いきなり書き始めるのではなく、まず論文全体の構成を決めました。章立て、各章で何を論じるか、どの資料を使うかを一覧にした「設計図」を先に作ったんです。これがあると、実際に書くときに迷子にならない。

3-4週目: 第一稿の執筆

設計図に沿って、一気に書き上げました。完璧でなくていい、とにかく全体を通して書く。この段階では文法ミスも気にしません。

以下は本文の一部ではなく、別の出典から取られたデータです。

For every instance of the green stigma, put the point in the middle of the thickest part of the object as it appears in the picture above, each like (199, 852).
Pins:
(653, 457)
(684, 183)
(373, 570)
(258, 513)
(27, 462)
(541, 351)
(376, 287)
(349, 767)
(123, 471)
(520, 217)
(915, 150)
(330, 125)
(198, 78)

5-6週目: 推敲とスーパーバイザーのフィードバック

第一稿をスーパーバイザーに見せて、フィードバックをもらいました。「ここの論理が飛躍している」「もう一つ反対意見を検討した方がいい」など、具体的な指摘が返ってきて、大幅に修正しました。

最終週: 仕上げ

参考文献リストの確認、フォーマットの調整、最終校正。地味だけど大事な作業です。

最終的な結果

最終的にはBの評価をもらえました。Aは取れなかったけど、テーマ変更からの巻き返しとしては上出来だったと思います。最初のテーマのまま無理やり書いていたら、CやDだった可能性もあるので。

この経験から学んだ、EEのテーマ選びのポイント

1. テーマは「狭く、深く」

「面白そう」だけでテーマを決めると、私と同じ失敗をします。4000語で書ける範囲に絞ることが最優先。具体的には:

  • 時代を限定する -「20世紀」ではなく「1951-1960年」
  • 地域を限定する -「世界」ではなく「日本」
  • 問いを一つに絞る -「影響」ではなく「安全保障政策への影響」

目安として、テーマが一文で言い切れないなら広すぎます。

2. 資料の入手可能性を先に確認する

テーマを決める「前」に、執筆言語で十分な学術資料があるか確認してください。Google ScholarやJSTORで検索してみて、関連論文が10本以上見つからないテーマは危険信号です。

3. リサーチクエスチョンを明確にする

「について論じる」ではなく、「どのような影響を与えたか」「なぜ起きたのか」「どの程度有効だったか」など、明確な問いの形にしてください。リサーチクエスチョンが明確なら、答えるべきことが明確になり、論文の方向性がブレません。

4. 早めに動く

私がテーマ変更できたのは、まだ時間があったからです。もし提出直前だったら、低い評価のまま出すしかなかった。EEは「まだ先でしょ」と思いがちですが、早ければ早いほどいいです。

5. スーパーバイザーをフル活用する

スーパーバイザーとの面談は回数が限られていますが、その分一回一回を大切にしてください。「順調です」と言って終わるのではなく、具体的な悩みをぶつけて、フィードバックをもらう。私がもっと早く相談していれば、テーマの問題にも早く気づけたはずです。

6. 志望分野との関連を意識する

大学で学びたい分野とEEのテーマが一致していると、出願時に大きなアドバンテージになります。面接で「なぜこの分野を学びたいのか」と聞かれたとき、「EEでこのテーマを研究して、もっと深く学びたいと思った」と答えられます。

失敗は取り返せる

テーマ選びで失敗しても、早く気づけば修正できます。完璧なテーマを最初から見つける必要はありません。まずは仮テーマで書き始めて、途中で調整していくくらいの気持ちでいいと思います。

大事なのは、一人で悩み続けないこと。スーパーバイザー、IBの経験者、友達。周りの力を借りてください。私のように3ヶ月無駄にする前に。